3 comments on “When Doctors Don’t Do Numbers

  1. AvatarMarjorie Kirkpatrick

    This reminded me of my first encounter with genetics in 1966, age 17. My family Doctor had just told me tbat my brother and I each had a 50/50 chance of inheriting our mother’s congenital heart deformity of the left
    ventrical, He added that as I was also female it would be more likely to be me. I asked him if I would get to 50 and go through the same thing as my mum. He said “Your mum’s heart could have gone at any time. It was a miracle that she survived two pregnancies. The specialist was amazed she lived so long. I tried to put the news out of my mind but it was hard to live with the grim reaper in every shadow. My brother had his first heart attack age 40 and survived another ten years. I eventually reached my late 60s and concluded that I have inherited my father’s heart. I would have been so much better off not knowing that I had a 50% chance of heart disease.

  2. Hi Marjorie,
    Thanks for your comments. These are really good points and also apply to some of the screening tests. They are diagnosing people too early to help them and instead of living those years in peace they live with worry and dread and some even have unhelpful procedures. Screening is checking everyone for a problem whereas observant medicine knows the evidence and finds disease early and treats it at the best time for maximum recovery.

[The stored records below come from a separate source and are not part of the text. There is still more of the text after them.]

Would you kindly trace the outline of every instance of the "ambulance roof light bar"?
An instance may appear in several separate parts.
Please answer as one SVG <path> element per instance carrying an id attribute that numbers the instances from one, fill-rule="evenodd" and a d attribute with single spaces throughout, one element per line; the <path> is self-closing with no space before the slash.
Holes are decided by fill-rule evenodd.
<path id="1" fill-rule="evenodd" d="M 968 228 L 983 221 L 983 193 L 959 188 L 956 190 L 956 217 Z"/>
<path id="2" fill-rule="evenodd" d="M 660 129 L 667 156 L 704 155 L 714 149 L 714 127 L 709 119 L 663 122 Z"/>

    The other issue is evidence and medicine need to be current as what people thought 20 years ago may have been replaced by a better alternative or way of doing things.

    Maybe this is what happened with your mom. I think it would be great if more attention was paid to the impact of what is said to a patient, as probabilities are not certainties but they can be interpreted this way when they are delivered by a person who is considered an authority figure like a doctor.

    The doctor can walk away but the patient can carry those words for a lifetime as you did.

  3. Nice post, Amy, thanks for sharing.
    Like you, I continue to be amazed at how people in number-intense professions rarely use their education in their personal lives.
    But to be honest, most practitioners believe such education magically imparts immunity to them.